The goal is to estimate the causal effect for an individual: Y(Treatment) - Y(Control). Most papers I’ve read proposing, implementing, or reviewing algorithms that do this generally frame this problem within the Rubin causal model (a.k.a., potential outcomes model). This approach defines causality strictly: It is the value we would have observed if a person was in the treatment, minus what we would have observed if a person was in the control. There’s a problem here, since a person can only be in one condition at a time. If someone is assigned to the control condition, we never observe the outcome if they had been in the treatment condition (and vice versa). Note that this is why the “would have” language is used, which highlights that these outcomes are “potential.”

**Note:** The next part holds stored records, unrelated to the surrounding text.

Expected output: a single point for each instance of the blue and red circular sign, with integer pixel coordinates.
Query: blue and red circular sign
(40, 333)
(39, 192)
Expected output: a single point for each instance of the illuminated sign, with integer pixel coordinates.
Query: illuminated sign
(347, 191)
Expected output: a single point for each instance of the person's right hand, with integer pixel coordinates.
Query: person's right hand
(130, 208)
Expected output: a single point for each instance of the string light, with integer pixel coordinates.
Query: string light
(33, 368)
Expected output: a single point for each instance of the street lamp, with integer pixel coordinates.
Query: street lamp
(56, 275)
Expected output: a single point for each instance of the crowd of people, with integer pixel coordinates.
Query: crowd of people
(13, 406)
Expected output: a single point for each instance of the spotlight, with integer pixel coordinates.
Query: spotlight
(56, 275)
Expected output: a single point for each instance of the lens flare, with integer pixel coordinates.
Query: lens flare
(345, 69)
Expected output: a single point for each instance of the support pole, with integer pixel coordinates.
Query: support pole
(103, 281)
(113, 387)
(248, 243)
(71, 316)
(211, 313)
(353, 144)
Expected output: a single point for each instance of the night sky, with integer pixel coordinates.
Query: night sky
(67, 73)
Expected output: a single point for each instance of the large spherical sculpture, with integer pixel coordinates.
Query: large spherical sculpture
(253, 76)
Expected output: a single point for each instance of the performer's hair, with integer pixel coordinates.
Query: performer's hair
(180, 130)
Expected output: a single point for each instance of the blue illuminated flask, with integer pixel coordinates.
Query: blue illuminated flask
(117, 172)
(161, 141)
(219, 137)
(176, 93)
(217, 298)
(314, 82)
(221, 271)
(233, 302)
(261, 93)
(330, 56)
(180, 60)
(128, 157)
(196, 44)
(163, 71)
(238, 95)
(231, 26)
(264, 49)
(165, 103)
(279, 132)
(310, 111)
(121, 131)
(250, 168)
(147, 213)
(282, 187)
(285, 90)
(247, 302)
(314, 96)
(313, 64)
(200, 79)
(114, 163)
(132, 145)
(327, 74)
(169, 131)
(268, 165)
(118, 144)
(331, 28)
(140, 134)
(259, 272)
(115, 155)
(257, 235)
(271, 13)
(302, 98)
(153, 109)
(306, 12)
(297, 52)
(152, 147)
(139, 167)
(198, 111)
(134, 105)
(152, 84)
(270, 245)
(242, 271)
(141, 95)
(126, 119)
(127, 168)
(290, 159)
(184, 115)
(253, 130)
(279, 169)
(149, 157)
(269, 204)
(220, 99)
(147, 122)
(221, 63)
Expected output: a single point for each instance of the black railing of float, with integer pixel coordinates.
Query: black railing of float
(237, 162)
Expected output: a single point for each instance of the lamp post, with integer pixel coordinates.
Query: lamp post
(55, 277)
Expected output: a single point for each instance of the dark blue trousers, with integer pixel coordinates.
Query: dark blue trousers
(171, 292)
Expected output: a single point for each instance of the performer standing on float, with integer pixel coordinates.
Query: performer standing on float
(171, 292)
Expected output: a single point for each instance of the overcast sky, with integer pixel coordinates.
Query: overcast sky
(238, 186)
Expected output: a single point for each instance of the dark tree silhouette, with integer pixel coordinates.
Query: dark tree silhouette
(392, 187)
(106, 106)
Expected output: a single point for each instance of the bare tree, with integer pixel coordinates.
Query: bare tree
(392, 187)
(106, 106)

Under this framework, getting the true causal effect requires actual magic: We take our world, split it into two universes, have an individual in Universe 1 go through the treatment and that same person in Universe 2 go through a placebo, then compare the outcomes from Universes 1 and 2. This impossibility is what Holland (1986) referred to as “the fundamental problem of causal inference.”

So what do we do? One solution is to get two large groups of people that are similar to one another, assign one of these groups to the treatment, the other to the control, and then compare the expected outcome (e.g., mean response or probability of a behavior occurring) between the two groups. This gives us the average treatment effect (ATE)—the lift across all people in the sample. When I say that the two groups are “similar,” I mean that we assume miscellaneous characteristics about these people that could influence either (a) what treatment they experienced or (b) their potential outcomes Y(Treatment) and Y(Control) have been accounted for. The gold standard for doing this is conducting a randomized experiment, where people are chosen at random to be either in the control or treatment condition. Since I am only going to consider estimating HTEs within the realm of an experiment, I don’t discuss ensuring this assumption further.

The estimated ATE described above is across everyone, but we want to know the treatment effect for a given individual so that we can decide whether or not to target them. But we can only ever measure Y in the treatment or control—so what do we do? Crudely put, all of the algorithms I mention below more or less search out similar others and use them as stand-ins for a given person’s potential outcome. For example, imagine the only variables researchers had were race, gender, generation, political affiliation, and education. My estimated treatment effect would be the mean outcome for White, male, millennial, Democrats with a graduate degree in the treatment condition minus the mean outcome for this subgroup in the control condition. I hope this demystifies the process a little bit. No matter how complicated equations may get in a HTE paper, this is generally what authors are trying to do: Compare the outcomes of people with similar covariate profiles in different conditions and use these differences as estimates of a treatment effect. We then assign that treatment effect to everyone in that specific subgroup, and any future people we are trying to target are assigned that same treatment effect. We can use these predicted treatment effects to inform targeting.

Heterogenous Treatment Effects: An Overview

If you learned statistics in the social sciences like I did, the practice of finding which variables predict a bigger treatment effect might sound familiar. In experimental psychology, we would call this looking for “moderators” of the treatment effect. And indeed, this is very close to what we are trying to do here. If an experimental social scientist wanted to find out which groups demonstrate the biggest treatment effect, they would say just fit a regression model with an interaction between a covariate and the treatment indicator. If this interaction term is significant, then the treatment’s effect depends on the covariate. From there, we could estimate HTEs by calculating the predicted values for people in both conditions at that level of the covariate, subtract the control from the treatment condition, and that would be the conditional average treatment effect (CATE). This is called the “conditional” average treatment effect because it is the average treatment effect after being conditioned on the covariate.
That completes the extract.